Cette proposition de loi vise à garantir aux consommateurs une plus grande liberté de choix dans l’utilisation des services numériques. Elle cherche à empêcher les grandes entreprises technologiques de limiter l’accès aux informations, contenus et applications, et à favoriser l’interopérabilité entre les différentes plateformes. Elle introduit également des mesures pour lutter contre les acquisitions qui pourraient nuire à la concurrence et contre les interfaces numériques trompeuses.

Liste des modifications

Libre choix de l’utilisateur de terminaux (Article 1): Ajout d’un nouveau chapitre au code des postes et des communications électroniques pour protéger le libre choix des utilisateurs d’équipements terminaux. Les fournisseurs de systèmes d’exploitation devront s’assurer que leurs produits ne limitent pas de manière injustifiée l’accès des utilisateurs non professionnels aux informations, contenus, applications et services de leur choix. L’Autorité de régulation des communications électroniques, des postes et de la distribution de la presse (ARCEP) établira des lignes directrices pour l’application de ces règles.

Collecte d’informations et outils d’évaluation (Article 2): L’ARCEP et le ministre chargé du numérique pourront demander des informations aux fournisseurs de systèmes d’exploitation pour vérifier le respect de leurs obligations. L’ARCEP encouragera également la mise à disposition d’informations pour favoriser le libre choix des utilisateurs et mettra en place des outils d’évaluation et de comparaison des pratiques des fournisseurs.

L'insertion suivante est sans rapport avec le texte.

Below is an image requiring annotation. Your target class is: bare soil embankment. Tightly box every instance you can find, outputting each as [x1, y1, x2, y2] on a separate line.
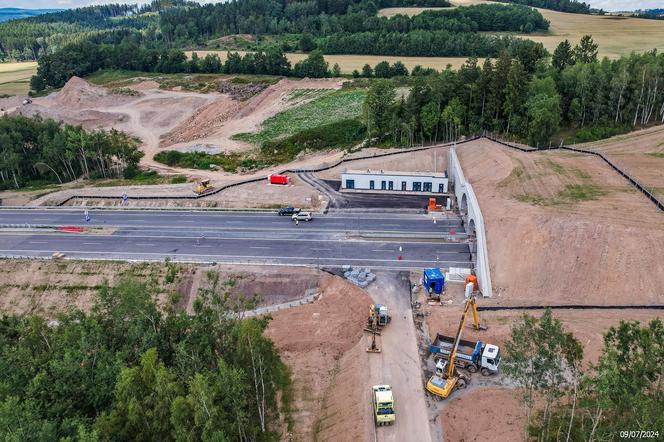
[266, 275, 371, 441]
[458, 140, 664, 304]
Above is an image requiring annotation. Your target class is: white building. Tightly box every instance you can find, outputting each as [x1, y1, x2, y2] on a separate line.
[341, 169, 448, 193]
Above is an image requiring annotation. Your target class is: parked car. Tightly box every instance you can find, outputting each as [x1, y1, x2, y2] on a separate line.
[291, 212, 312, 221]
[277, 207, 300, 216]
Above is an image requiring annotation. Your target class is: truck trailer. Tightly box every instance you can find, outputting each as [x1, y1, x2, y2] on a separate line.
[267, 173, 288, 185]
[429, 333, 501, 376]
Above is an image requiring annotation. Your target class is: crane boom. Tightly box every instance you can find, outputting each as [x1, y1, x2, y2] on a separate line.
[446, 296, 472, 379]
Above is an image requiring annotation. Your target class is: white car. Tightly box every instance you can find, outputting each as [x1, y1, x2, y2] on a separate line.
[291, 212, 312, 221]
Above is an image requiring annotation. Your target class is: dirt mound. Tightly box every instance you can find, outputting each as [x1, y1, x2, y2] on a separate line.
[160, 96, 242, 147]
[161, 78, 342, 151]
[266, 275, 371, 440]
[55, 77, 109, 108]
[458, 140, 664, 304]
[217, 81, 267, 101]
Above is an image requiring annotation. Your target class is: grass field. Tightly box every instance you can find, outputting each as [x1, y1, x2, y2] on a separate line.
[186, 50, 468, 74]
[234, 89, 366, 143]
[0, 61, 37, 95]
[379, 0, 664, 58]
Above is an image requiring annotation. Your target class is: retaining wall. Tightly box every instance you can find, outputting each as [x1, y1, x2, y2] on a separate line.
[447, 147, 492, 297]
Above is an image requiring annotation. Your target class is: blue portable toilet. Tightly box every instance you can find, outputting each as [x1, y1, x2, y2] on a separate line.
[422, 268, 445, 295]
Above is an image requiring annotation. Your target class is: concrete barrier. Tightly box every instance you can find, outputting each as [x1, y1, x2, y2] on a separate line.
[447, 147, 492, 297]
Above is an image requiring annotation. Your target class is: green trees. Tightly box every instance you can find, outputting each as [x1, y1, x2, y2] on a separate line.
[505, 312, 664, 441]
[0, 116, 143, 188]
[364, 39, 664, 147]
[503, 309, 583, 439]
[526, 77, 561, 147]
[574, 35, 599, 63]
[0, 274, 290, 441]
[551, 40, 574, 71]
[293, 50, 329, 78]
[364, 80, 396, 139]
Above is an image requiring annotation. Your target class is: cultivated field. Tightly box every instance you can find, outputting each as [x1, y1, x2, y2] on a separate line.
[186, 49, 468, 74]
[379, 0, 664, 58]
[0, 61, 37, 95]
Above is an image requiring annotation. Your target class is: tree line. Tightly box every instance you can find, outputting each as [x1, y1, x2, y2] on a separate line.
[0, 0, 187, 61]
[503, 309, 664, 442]
[320, 30, 546, 57]
[364, 36, 664, 146]
[30, 42, 332, 92]
[0, 116, 143, 189]
[0, 272, 290, 442]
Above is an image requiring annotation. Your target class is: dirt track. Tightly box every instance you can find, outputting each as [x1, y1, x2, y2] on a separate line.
[14, 77, 342, 179]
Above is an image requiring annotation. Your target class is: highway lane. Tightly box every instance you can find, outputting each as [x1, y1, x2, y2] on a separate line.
[0, 209, 463, 234]
[0, 232, 469, 268]
[0, 209, 471, 268]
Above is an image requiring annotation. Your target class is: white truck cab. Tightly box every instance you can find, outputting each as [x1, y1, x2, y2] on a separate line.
[482, 344, 500, 374]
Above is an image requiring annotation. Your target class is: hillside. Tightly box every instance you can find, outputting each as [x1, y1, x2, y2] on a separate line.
[0, 8, 63, 22]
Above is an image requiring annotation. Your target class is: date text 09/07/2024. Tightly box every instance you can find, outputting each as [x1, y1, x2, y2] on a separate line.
[620, 430, 659, 439]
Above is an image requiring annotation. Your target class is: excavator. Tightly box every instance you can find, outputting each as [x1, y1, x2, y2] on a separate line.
[426, 296, 486, 399]
[194, 180, 214, 195]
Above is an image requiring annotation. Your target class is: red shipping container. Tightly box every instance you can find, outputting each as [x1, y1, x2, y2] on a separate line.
[268, 174, 288, 184]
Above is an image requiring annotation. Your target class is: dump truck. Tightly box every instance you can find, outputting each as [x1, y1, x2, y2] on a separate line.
[267, 173, 288, 185]
[429, 333, 500, 376]
[367, 304, 392, 327]
[422, 268, 445, 297]
[371, 385, 396, 426]
[194, 180, 214, 195]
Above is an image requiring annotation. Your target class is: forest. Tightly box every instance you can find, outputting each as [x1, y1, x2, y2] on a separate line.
[503, 309, 664, 442]
[0, 116, 143, 189]
[364, 36, 664, 147]
[0, 272, 291, 442]
[0, 0, 549, 61]
[30, 42, 330, 92]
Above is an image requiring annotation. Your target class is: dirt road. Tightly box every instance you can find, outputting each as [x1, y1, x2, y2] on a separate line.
[365, 272, 432, 442]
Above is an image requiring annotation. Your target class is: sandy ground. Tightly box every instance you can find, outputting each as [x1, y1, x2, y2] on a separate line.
[424, 136, 664, 441]
[266, 275, 371, 441]
[162, 78, 343, 152]
[365, 272, 434, 442]
[458, 140, 664, 304]
[11, 77, 342, 179]
[579, 126, 664, 200]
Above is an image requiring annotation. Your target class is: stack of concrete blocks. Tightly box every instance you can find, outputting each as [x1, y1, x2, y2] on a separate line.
[341, 265, 376, 288]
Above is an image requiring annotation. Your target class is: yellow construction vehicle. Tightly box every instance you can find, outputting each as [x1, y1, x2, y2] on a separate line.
[427, 297, 479, 399]
[194, 180, 214, 195]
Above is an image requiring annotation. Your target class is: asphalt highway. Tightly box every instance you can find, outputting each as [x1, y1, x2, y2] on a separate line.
[0, 209, 470, 269]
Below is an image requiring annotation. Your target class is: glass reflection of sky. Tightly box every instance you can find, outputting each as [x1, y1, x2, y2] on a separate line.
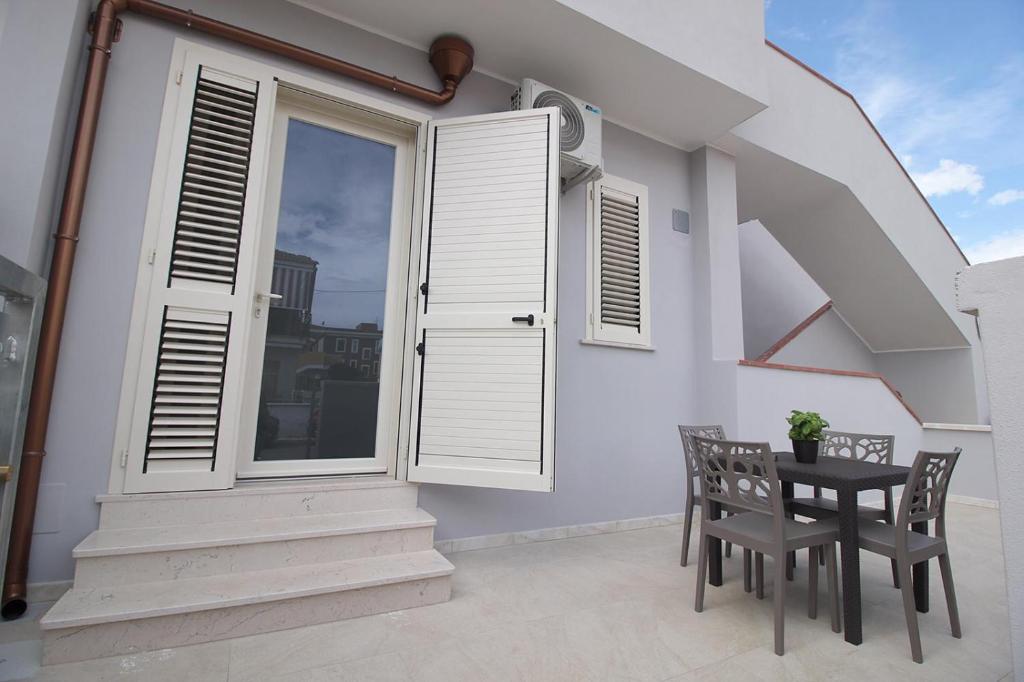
[276, 119, 395, 328]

Règlement des différends et sanctions (Article 2 et 3): L’ARCEP pourra être saisie en cas de désaccord entre un utilisateur professionnel et un fournisseur de système d’exploitation. Elle pourra prononcer des sanctions pécuniaires (jusqu’à 2% du chiffre d’affaires mondial, ou 4% en cas de récidive) en cas de non-respect des obligations, après une mise en demeure. Des mesures conservatoires pourront être prises en cas d’atteinte grave et immédiate.

Définition de l’interopérabilité (Article 4): Ajout d’une définition de l’interopérabilité dans le code des postes et des communications électroniques, la décrivant comme la capacité d’un produit ou système à fonctionner avec d’autres sans restriction d’accès ou de mise en œuvre.

Interopérabilité des plateformes en ligne (Article 4): Ajout d’un nouveau chapitre au code des postes et des communications électroniques pour favoriser l’interopérabilité des services proposés par les opérateurs de plateformes en ligne. L’ARCEP pourra imposer des obligations à ces opérateurs (au-delà d’un certain seuil de connexions) pour rendre leurs services interopérables, notamment en publiant des informations pertinentes, en autorisant l’utilisation et la retransmission de ces informations, et en mettant en œuvre des standards techniques.

Collecte d’informations et sanctions pour l’interopérabilité (Article 5 et 6): Le ministre chargé du numérique et l’ARCEP pourront recueillir des informations auprès des opérateurs de plateformes en ligne pour s’assurer du respect des obligations d’interopérabilité. L’ARCEP pourra également sanctionner les manquements à ces obligations, avec des amendes similaires à celles prévues pour les fournisseurs de systèmes d’exploitation.

Lutte contre les acquisitions prédatrices (Article 7): Création d’un nouvel article dans le code de commerce permettant à l’Autorité de la concurrence de fixer une liste d’entreprises dites ‘structurantes’. Ces entreprises devront informer l’Autorité de toute opération de concentration susceptible d’affecter le marché français. L’Autorité pourra exiger un examen approfondi de ces opérations, et l’entreprise structurante devra prouver que l’opération ne nuit pas à la concurrence. Les enquêteurs auront accès aux principes et méthodes de conception des algorithmes et aux données utilisées par ces algorithmes.

Lutte contre les interfaces trompeuses (Article 8A): Ajout d’un nouvel article au code de la consommation interdisant aux opérateurs de plateforme en ligne de concevoir, modifier ou manipuler une interface utilisateur dans le but de tromper le consommateur ou d’obtenir son consentement de manière abusive. Les enquêteurs auront accès aux principes et méthodes de conception des algorithmes et aux données utilisées par ces algorithmes.